Although in theory deconstruction has pronounced dead the idea of literature as a special category, in practice is has fostered what might be called a literature of a library of deconstruction. In exploring works by seven twentieth-century writers – Tzara, Beckett, Leiris, Blanchot, Joyce, Sollers, and Des Forets – Beitchman focuses on the shared qualities that make them central texts in the literature of deconstruction and in so doing reveals the main tensions that form our postmodernist sensibility.
In commentaries that participate in and extend the method and spirit of the particular works under discussion, Beitchman traces the radical effects in literature of these writers’ taking romanticism and symbolism one, two, ten, a hundred steps further: writer and reader, creator and critic, dissolve and merge; character and plot become problematic, confusing; the declarative is usurped by the interrogative; all goal, all finality are vanquished by the uncertain, the circular, and the incomplete. Ultimately, art itself is toppled from its pedestal of privilege and exclusive status.

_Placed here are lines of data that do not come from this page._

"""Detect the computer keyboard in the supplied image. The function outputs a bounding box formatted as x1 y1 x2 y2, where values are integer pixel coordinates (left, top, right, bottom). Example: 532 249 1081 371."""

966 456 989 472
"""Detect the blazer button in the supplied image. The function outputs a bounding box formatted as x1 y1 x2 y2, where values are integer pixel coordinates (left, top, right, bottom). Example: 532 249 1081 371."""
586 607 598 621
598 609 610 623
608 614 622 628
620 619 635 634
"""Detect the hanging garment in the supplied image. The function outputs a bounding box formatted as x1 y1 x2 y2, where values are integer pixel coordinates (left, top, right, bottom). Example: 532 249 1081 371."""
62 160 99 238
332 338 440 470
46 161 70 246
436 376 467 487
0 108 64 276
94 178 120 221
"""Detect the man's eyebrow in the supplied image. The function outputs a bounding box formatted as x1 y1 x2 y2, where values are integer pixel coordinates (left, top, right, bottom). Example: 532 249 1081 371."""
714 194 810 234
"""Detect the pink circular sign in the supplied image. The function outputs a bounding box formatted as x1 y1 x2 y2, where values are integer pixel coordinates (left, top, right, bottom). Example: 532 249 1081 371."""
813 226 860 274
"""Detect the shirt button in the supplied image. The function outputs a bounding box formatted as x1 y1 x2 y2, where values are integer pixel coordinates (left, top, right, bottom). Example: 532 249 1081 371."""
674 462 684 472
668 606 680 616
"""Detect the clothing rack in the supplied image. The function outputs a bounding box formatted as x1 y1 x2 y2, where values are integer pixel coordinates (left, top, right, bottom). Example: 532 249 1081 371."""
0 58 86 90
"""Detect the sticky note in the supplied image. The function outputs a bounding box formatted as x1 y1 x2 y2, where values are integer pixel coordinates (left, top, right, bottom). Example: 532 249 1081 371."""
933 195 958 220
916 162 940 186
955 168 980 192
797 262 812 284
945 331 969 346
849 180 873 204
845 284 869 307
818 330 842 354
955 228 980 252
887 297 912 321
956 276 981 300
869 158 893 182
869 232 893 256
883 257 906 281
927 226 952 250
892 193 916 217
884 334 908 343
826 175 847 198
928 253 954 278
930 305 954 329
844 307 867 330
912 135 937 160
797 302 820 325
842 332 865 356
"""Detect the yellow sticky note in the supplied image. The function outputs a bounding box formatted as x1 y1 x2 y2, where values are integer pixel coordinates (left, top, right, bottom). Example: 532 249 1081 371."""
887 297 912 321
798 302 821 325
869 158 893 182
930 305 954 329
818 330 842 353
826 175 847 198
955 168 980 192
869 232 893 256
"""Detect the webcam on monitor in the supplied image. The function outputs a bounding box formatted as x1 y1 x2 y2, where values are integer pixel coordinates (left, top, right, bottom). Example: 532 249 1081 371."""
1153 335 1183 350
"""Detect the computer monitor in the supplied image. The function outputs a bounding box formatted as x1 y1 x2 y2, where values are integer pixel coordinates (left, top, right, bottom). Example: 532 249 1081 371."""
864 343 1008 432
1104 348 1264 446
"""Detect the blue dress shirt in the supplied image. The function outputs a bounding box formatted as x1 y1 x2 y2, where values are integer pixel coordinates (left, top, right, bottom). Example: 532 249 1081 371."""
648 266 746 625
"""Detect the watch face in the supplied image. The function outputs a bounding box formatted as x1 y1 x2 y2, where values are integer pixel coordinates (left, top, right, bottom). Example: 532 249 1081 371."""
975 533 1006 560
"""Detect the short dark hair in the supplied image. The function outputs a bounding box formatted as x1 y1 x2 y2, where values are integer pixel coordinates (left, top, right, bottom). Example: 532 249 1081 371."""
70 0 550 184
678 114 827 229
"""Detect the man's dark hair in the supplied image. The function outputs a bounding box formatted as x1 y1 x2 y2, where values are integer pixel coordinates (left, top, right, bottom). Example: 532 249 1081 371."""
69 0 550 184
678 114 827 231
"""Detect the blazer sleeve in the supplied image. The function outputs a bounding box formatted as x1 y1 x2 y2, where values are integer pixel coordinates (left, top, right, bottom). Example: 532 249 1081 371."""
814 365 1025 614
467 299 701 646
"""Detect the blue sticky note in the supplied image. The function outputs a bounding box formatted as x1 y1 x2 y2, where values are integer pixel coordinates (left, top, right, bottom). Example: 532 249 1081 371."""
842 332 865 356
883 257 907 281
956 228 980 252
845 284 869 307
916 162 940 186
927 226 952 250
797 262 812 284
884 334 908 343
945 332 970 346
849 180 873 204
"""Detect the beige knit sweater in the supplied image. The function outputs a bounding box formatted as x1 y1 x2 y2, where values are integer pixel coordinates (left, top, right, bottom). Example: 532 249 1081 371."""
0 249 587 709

Whether showing how Beckett empties language of its referential function and prevents its acquiring a mystical one, or tracing in Blanchot and others the themes of nomadism and vagrancy, or exploring how any structure Joyce erects becomes swamped in a seat of incessant qualification and exception, Beitchman explores the texts’ ramifications with sympathy and a wide range of reference. Framing his seven essays are a substantial introduction and an eloquent conclusion, in which he focuses on the themes of madness, theater, and text and thereby sums up his study while underscoring the challenges posed by the literature of deconstruction.
Enormously well informed and compellingly written, I Am a Process with No Subject subtly balances the demands of a history of ideas with those of a literary history to reveal the literature of deconstruction as the characteristic and perhaps the inevitable form of literary expression in the twentieth century.